Ha insegnato per 7 anni educazione musicale nella scuola media e per tre anni coro e didattica della musica al Conservatorio “G.B.Martini” di Bologna. È stata l’ideatrice, nel 1980, e poi l’animatrice della rassegna “Autunno Corale Forlivese”, voluta per far conoscere al pubblico forlivese le varie realtà italiane e straniere. La rassegna, che si è tenuta fino al 2017, quindi per trentotto edizioni, culminava abitualmente con il “Concerto di Natale”, un vero e proprio spettacolo natalizio del quale il maestro curava non solo la direzione ma anche la regia e la scenografia. Nel 1984 ha fondato il coro voci bianche “Città di Forlì che ha avuto scopi didattici e musicali ed era rivolto ai giovani dai 7 ai 14 anni. Sempre a partire da quello stesso anno iniziò la rassegna “Incontriamoci cantando”, ideata con lo scopo di far incontrare, a fine anno scolastico, i giovani coristi con un altro omologhi italiani o stranieri.

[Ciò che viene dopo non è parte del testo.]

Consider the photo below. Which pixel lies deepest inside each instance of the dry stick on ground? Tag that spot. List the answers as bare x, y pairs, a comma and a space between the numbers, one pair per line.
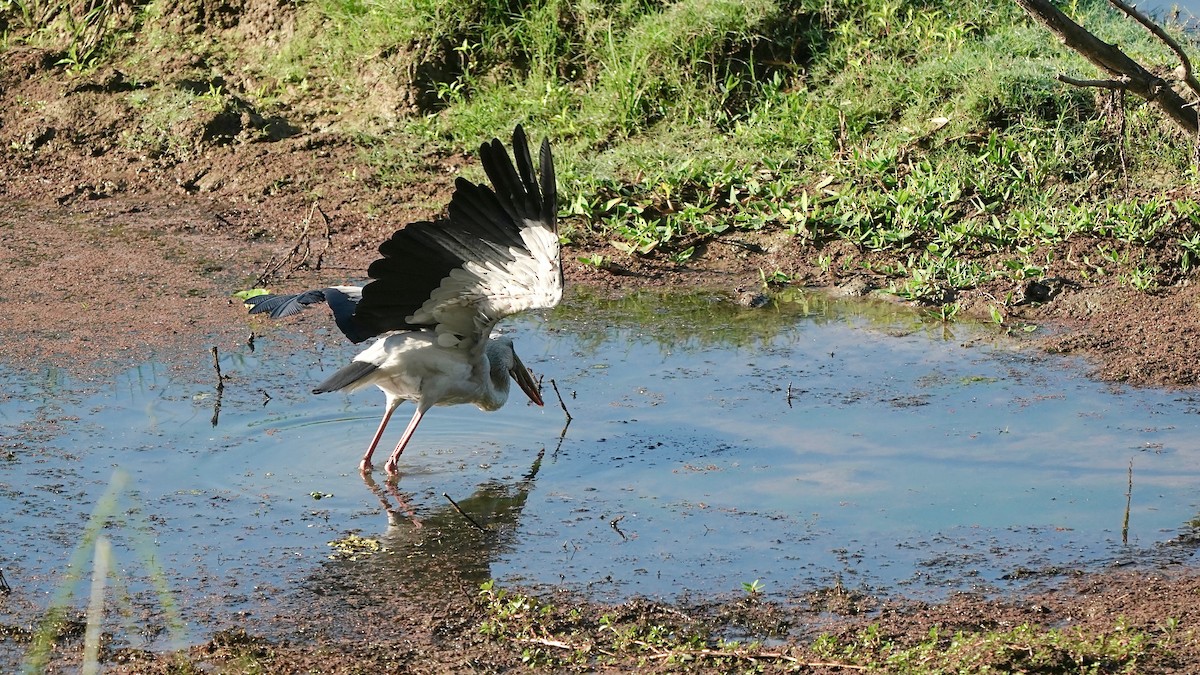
1126, 73
303, 248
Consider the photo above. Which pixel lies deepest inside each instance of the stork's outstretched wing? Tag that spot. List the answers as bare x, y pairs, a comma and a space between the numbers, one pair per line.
497, 255
342, 302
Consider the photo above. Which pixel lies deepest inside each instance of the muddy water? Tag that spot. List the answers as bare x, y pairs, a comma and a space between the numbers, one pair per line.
804, 444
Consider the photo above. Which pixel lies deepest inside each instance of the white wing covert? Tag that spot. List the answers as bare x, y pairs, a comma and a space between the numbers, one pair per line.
497, 255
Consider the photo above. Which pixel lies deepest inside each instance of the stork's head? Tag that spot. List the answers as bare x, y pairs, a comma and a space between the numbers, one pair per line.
507, 364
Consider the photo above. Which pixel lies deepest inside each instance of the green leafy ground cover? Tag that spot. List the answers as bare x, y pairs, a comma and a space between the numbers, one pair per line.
931, 136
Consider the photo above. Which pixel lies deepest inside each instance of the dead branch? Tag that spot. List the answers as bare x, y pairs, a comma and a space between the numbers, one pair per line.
1162, 35
1114, 61
1098, 83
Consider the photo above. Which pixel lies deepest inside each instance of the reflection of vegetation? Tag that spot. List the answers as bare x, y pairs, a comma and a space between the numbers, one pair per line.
109, 517
706, 318
552, 637
442, 549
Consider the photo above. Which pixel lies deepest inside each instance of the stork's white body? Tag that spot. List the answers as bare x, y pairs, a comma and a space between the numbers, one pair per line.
441, 288
411, 366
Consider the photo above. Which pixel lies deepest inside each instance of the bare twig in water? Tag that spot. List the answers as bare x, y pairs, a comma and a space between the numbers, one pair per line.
1125, 525
613, 525
221, 378
459, 508
216, 365
555, 384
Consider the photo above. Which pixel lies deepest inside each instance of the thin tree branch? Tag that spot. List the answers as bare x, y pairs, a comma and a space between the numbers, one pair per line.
1157, 30
1097, 83
1114, 61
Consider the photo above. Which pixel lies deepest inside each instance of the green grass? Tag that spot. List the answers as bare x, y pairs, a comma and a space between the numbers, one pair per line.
930, 135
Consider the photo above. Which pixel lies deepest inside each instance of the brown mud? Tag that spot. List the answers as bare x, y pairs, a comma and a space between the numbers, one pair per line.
109, 255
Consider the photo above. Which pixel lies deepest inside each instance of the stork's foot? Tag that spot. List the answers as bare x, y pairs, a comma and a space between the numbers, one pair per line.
391, 465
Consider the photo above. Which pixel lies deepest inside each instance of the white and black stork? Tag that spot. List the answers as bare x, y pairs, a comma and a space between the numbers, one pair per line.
439, 290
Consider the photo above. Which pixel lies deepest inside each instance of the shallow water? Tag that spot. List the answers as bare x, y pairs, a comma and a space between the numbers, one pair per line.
805, 444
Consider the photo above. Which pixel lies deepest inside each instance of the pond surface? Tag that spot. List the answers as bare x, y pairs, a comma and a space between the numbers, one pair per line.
803, 446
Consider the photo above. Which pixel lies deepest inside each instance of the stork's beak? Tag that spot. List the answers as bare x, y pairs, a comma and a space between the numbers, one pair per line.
521, 374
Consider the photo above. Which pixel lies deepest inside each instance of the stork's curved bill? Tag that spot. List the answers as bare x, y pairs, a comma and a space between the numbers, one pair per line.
442, 286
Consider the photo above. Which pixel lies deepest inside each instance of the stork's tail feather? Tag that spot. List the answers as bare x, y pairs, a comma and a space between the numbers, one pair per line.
346, 377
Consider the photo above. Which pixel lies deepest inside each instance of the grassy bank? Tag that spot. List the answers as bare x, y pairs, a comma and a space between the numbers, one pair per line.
930, 136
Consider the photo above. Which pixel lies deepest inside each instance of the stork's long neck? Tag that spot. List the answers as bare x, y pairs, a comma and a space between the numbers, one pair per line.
496, 384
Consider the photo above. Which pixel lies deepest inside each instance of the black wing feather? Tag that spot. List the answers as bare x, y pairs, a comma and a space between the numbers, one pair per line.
418, 257
340, 303
484, 226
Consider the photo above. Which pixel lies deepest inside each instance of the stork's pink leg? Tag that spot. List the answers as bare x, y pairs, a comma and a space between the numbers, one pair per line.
390, 467
365, 465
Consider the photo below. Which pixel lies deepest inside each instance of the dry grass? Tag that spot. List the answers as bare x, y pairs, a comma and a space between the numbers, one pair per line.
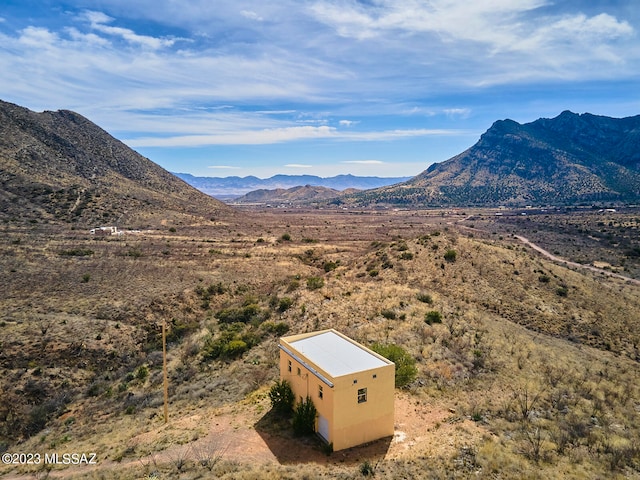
537, 378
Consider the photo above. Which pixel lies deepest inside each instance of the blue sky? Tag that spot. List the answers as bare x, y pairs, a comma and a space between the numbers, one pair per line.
322, 87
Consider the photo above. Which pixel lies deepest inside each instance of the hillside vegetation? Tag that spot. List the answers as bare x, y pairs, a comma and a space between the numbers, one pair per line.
526, 369
568, 160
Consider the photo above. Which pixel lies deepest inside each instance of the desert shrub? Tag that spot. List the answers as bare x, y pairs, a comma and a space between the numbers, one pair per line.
77, 252
366, 469
432, 317
284, 304
236, 348
402, 247
314, 283
279, 328
406, 370
388, 314
304, 417
424, 298
142, 373
245, 314
294, 284
329, 266
133, 252
282, 397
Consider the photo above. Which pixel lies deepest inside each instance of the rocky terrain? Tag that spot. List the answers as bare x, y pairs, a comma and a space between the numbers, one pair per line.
568, 160
61, 167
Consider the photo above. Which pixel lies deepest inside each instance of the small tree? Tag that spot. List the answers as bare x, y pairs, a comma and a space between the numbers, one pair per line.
304, 417
282, 397
432, 317
406, 370
450, 255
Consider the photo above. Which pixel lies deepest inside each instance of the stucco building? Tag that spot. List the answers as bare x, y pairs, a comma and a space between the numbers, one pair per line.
351, 386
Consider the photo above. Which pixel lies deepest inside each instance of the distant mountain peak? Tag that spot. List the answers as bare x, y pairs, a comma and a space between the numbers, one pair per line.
60, 167
570, 159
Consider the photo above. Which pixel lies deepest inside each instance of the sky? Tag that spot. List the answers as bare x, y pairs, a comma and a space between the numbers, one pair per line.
320, 87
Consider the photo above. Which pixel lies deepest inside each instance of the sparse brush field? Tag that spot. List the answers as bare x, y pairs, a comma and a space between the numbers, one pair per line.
525, 368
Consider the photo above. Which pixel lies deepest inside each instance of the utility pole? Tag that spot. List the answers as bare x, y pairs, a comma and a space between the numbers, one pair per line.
164, 368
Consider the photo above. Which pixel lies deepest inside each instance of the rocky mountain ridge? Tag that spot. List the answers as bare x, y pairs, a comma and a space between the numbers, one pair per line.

Complessivamente le esibizioni dei due cori, adulti e voci bianche, dirette da Nella Servadei Cioja ammontano ad oltre 800. Ad esse vanno aggiunte una quindicina di tournée all’estero del coro adulti. Ad affiancarla e a sostenerla in tutti questi anni è stato il marito Francesco Cioja, il quale ha anche ricoperto la carica di presidente del sodalizio.
Con lei la tradizione delle cante di Spallicci e Martuzzi è stata rinnovata nel tempo” scrive il sindaco Davide Drei nella nota di cordoglio diramata a nome della Città di Forlì, affiancando il repertorio della tradizione colta a partiture e arrangiamenti di musica sacra, musica leggera e musica internazionale. A Nella Servadei Cioja la comunità forlivese deve profonda gratitudine anche per il prezioso lavoro di insegnante, formatrice di canto corale ed educatrice delle giovani generazioni».